En cas d'inaptitude consécutive à l'accident du travail ou à une maladie professionnelle, l'employeur doit, en outre, fournir aux délégués du personnel de l'établissement (consultation pour avis sur les possibilités de reclassement - articles L.1226-10), avant le licenciement, toutes les informations nécessaires quant au reclassement du salarié (arrêt du 19/03/2008 n°06-45133 qui valide la condamnation pour licenciement sans cause réelle et sérieuse d'un montant de 45 000 euros prononcée par la cour d'appel). Cette consultation ne peut avoir lieu qu'après les deux examens médicaux (et non, par exemple, entre les 2 examens médicaux de la visite)  sinon la procédure est irrégulière et, s'agissant d'une formalité substantielle, ouvre droit pour le salarié à l'indemnité de l'article L 1226-15 du code du travail (Cass Soc 8 avril 2009 n°07-44307).  
5. Le salarié peut-il refuser le reclassement proposé ?

Le salarié inapte à la suite d'un accident du travail ou d'une maladie professionnelle a le droit de refuser un poste de reclassement emportant modification du contrat de travail (articles L.1226-10 et 12).

Dans un arrêt du 09/04/2008 (n°07-41105), la Cour de Cassation a précisé que ne peut constituer, en soi, une cause réelle et sérieuse de licenciement le refus par le salarié du poste de reclassement proposé par l'employeur en cas de maladie non professionnelle lorsque la proposition de reclassement emporte modification du contrat de travail.   De même, le refus du salarié de reprendre un poste incompatible avec les préconisations du médecin du travail, ou d'accepter un reclassement sur un poste qui n'est pas conforme à l'avis d'inaptitude n'est pas fautif (Cass Soc 23/09/2009 n°08-42629 et 08-42525) 
Pour autant, le refus par un salarié de l'unique poste proposé par l'employeur n'implique pas à lui seul que l'obligation de reclassement ait été respectée (Cass Soc 9/01/2008 n°06-45743).

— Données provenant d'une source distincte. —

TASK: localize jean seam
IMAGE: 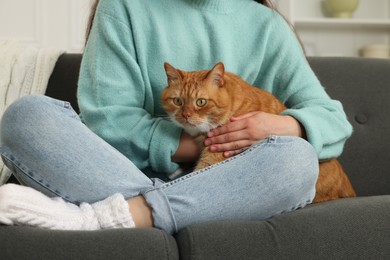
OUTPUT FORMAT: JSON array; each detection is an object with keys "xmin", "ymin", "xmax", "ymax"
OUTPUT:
[
  {"xmin": 158, "ymin": 136, "xmax": 276, "ymax": 190},
  {"xmin": 1, "ymin": 151, "xmax": 75, "ymax": 203}
]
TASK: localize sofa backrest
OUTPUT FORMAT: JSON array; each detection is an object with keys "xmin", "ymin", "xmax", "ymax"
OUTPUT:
[
  {"xmin": 309, "ymin": 57, "xmax": 390, "ymax": 196},
  {"xmin": 46, "ymin": 54, "xmax": 390, "ymax": 196}
]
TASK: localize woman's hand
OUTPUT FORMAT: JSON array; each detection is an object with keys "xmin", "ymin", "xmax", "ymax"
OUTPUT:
[{"xmin": 204, "ymin": 111, "xmax": 304, "ymax": 157}]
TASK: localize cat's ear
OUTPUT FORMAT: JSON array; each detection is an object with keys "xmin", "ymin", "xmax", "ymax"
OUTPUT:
[
  {"xmin": 164, "ymin": 62, "xmax": 182, "ymax": 85},
  {"xmin": 206, "ymin": 62, "xmax": 225, "ymax": 87}
]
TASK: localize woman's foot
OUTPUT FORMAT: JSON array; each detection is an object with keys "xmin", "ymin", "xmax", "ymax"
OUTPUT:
[{"xmin": 0, "ymin": 184, "xmax": 135, "ymax": 230}]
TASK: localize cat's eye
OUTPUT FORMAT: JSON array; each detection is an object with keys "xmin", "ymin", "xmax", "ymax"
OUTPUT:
[
  {"xmin": 172, "ymin": 97, "xmax": 183, "ymax": 106},
  {"xmin": 196, "ymin": 98, "xmax": 207, "ymax": 107}
]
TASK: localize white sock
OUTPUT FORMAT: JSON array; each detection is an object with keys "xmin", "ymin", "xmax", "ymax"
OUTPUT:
[{"xmin": 0, "ymin": 184, "xmax": 135, "ymax": 230}]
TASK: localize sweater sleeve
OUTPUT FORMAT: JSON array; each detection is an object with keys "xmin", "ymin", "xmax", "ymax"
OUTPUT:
[
  {"xmin": 78, "ymin": 1, "xmax": 181, "ymax": 174},
  {"xmin": 261, "ymin": 15, "xmax": 352, "ymax": 160}
]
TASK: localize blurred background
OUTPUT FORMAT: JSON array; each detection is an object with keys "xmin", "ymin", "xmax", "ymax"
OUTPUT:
[{"xmin": 0, "ymin": 0, "xmax": 390, "ymax": 58}]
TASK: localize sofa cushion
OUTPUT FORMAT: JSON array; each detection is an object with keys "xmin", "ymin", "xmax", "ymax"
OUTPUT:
[
  {"xmin": 0, "ymin": 226, "xmax": 179, "ymax": 260},
  {"xmin": 176, "ymin": 195, "xmax": 390, "ymax": 260}
]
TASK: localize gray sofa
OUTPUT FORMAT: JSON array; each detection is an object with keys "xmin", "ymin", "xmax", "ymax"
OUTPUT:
[{"xmin": 0, "ymin": 54, "xmax": 390, "ymax": 259}]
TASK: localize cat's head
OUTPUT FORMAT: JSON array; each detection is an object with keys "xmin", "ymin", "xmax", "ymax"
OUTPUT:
[{"xmin": 161, "ymin": 62, "xmax": 229, "ymax": 136}]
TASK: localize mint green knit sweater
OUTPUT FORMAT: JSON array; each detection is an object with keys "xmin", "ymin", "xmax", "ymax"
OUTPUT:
[{"xmin": 78, "ymin": 0, "xmax": 352, "ymax": 178}]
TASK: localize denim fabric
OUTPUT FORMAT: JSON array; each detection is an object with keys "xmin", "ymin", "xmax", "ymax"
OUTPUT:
[{"xmin": 0, "ymin": 96, "xmax": 318, "ymax": 233}]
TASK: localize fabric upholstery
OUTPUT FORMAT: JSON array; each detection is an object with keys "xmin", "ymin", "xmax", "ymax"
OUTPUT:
[{"xmin": 176, "ymin": 195, "xmax": 390, "ymax": 260}]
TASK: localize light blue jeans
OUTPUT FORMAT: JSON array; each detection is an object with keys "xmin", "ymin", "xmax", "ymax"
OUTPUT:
[{"xmin": 0, "ymin": 96, "xmax": 318, "ymax": 233}]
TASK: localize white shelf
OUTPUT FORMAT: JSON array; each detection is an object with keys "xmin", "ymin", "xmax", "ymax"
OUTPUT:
[
  {"xmin": 273, "ymin": 0, "xmax": 390, "ymax": 57},
  {"xmin": 294, "ymin": 18, "xmax": 390, "ymax": 28}
]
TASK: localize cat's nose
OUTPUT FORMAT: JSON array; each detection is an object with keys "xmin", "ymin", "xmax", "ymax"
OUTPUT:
[{"xmin": 182, "ymin": 111, "xmax": 191, "ymax": 119}]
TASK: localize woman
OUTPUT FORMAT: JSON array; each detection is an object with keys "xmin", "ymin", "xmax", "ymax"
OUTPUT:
[{"xmin": 0, "ymin": 0, "xmax": 352, "ymax": 233}]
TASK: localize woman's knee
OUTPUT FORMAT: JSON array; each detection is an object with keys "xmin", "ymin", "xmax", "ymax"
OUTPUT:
[
  {"xmin": 280, "ymin": 137, "xmax": 319, "ymax": 206},
  {"xmin": 0, "ymin": 95, "xmax": 77, "ymax": 146}
]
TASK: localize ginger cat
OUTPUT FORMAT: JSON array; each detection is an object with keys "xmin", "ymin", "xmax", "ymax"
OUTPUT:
[{"xmin": 161, "ymin": 62, "xmax": 356, "ymax": 203}]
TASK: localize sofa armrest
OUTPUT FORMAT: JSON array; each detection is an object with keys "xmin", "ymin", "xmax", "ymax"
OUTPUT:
[{"xmin": 176, "ymin": 195, "xmax": 390, "ymax": 260}]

Au-delà de ce refus, l'employeur aura donc intérêt à formuler, s'il le peut, de nouvelles propositions en s'assurant d'avoir bien envisagé toutes les possibilités existantes.  
6. La motivation de la lettre de licenciement

Ne constitue pas l'énoncé d'un motif précis de licenciement l'inaptitude physique du salarié sans mention de l'impossibilité de reclassement (Cass. Soc. 9/04/2008 n°07-40356).   Un licenciement pour inaptitude, même si la lettre de licenciement est suffisamment motivée, pourra être déclaré nul si l'inaptitude prononcée par le médecin du travail est la conséquence directe d'agissements de harcèlement moral à l'origine de la dégradation de l'état de santé du salarié (Cass Soc 24/06/2009 n°07-43994).       7. L'indemnité de préavis est-elle payée en cas de licenciement pour inaptitude ?   Non sauf si la convention collective le prévoit ou s'il est jugé que la rupture du contrat de travail est imputable à l'employeur en raison du manquement à son obligation de reclassement ou en cas de non reprise du paiement du salaire à l'issue du délai d'un mois à compter de la visite de reprise (Cass Soc 24/06/2009 n°08-42618).        
8.  La reprise du paiement du salaire à l'expiration du délai d'un mois

Le salarié n'est pas rémunéré pendant le délai d'un mois dont dispose l'employeur pour agir.  En revanche, au terme de ce délai, il a le droit, pour l'avenir, à l'intégralité de sa rémunération. S'il est licencié pour inaptitude après le délai d'un mois sans être payé de ses salaires, il peut demander en justice le solde de la rémunération due et la réparation du préjudice en résultant pour lui (Cass Soc 24/06/2009).
L'employeur est tenu de lui verser le salaire correspondant à l'emploi qu'il occupait avant la suspension de son contrat de travail. En l'absence d'une disposition expresse dans ce sens, aucune réduction ne peut être opérée sur la somme que l'employeur doit verser, fixée forfaitairement au montant du salaire antérieur à la suspension du contrat (Cass Soc 09/01/2008 n°06-41174).

La reprise du paiement du salaire court à compter de l'examen unique lorsque que le maintien du salarié à ce poste entraîne un danger immédiat pour la santé ou la sécurité de l'intéressé ou celle de tiers (Cass Soc 6/02/2008 n°06-45551).